Mother hadn’t witnessed the near miss and no one felt compelled to tell her about it.

I no longer have the urge to break the egg. I think that its curse is going to be keeping little hands from touching it for a long while yet. Maybe even after it does end up on Lindsay’s mantle one day.


  1. Neat story - kept me going, wondering what was really going to happen. Nicely written! Once again, I love your imagination and sense of humor

  2. A delightful tale of the 'family' curse which keeps valuable articles from clumsy hands. Enjoyable read!

  3. a very unexpected story. i really like it. :-) Good job.

  4. Hi Yemalla, I'm probably a bit warped but I was hoping John would end up in the egg!Good story, well told. Think there might be a 'lived' missed out between "Tristan and Julie" and "five hundred miles away"

  5. Yemalla, that's a splendid story. I was hanging on every word.

  6. Interesting tale! I'm glad John didn't break it after all.

  7. Very, very nice, Yemalla. I couldn't wait to see if someone would get sucked in to the scene.

  8. Thanks for all the great feedback. I appreciate it very much.
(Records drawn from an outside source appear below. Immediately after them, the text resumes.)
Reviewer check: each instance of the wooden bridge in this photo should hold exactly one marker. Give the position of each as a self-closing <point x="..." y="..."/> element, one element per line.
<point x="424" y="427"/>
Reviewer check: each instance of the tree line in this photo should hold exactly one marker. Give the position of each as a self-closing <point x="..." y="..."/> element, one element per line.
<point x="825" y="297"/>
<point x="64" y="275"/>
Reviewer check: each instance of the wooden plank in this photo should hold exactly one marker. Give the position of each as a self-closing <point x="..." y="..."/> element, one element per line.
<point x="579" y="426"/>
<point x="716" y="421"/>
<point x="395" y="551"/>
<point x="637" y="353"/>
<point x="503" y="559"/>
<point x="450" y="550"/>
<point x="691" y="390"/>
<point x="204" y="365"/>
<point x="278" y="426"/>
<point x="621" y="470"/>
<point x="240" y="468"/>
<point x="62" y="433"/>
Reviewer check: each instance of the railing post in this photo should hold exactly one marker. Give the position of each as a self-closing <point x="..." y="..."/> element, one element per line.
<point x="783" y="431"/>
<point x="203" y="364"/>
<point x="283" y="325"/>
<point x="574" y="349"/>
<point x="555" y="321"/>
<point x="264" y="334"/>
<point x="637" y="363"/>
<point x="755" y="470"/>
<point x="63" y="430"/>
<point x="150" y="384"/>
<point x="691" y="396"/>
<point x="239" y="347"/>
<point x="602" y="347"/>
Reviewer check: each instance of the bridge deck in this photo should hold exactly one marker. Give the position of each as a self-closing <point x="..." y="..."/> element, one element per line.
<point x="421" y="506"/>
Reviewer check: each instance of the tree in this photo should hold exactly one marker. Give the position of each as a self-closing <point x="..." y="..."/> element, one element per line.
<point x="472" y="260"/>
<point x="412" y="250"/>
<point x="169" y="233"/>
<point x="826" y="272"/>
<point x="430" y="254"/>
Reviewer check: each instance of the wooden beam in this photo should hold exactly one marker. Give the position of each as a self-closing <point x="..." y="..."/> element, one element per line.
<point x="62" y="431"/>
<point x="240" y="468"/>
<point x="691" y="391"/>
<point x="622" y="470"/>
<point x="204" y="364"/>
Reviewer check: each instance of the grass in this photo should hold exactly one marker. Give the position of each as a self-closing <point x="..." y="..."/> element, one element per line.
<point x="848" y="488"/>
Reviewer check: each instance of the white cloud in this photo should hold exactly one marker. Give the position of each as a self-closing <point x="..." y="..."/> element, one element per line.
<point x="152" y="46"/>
And, Peter, I put the lived in where it was missing. Thank you for the great editing!

  9. A good read and a wonderful tale right to the very end,


  10. I loved it! Not like all the other takes on the photo. I couldn't wait to see what was gonna happen in the end!

  11. what a cool little tale...i think my grandmother told me of a curse or two...perhaps she was just trying to keep the delicate treasures from breaking...

  12. I thought for sure the thing was going to be cursed! But I'm glad it remained safe in the end. Good story.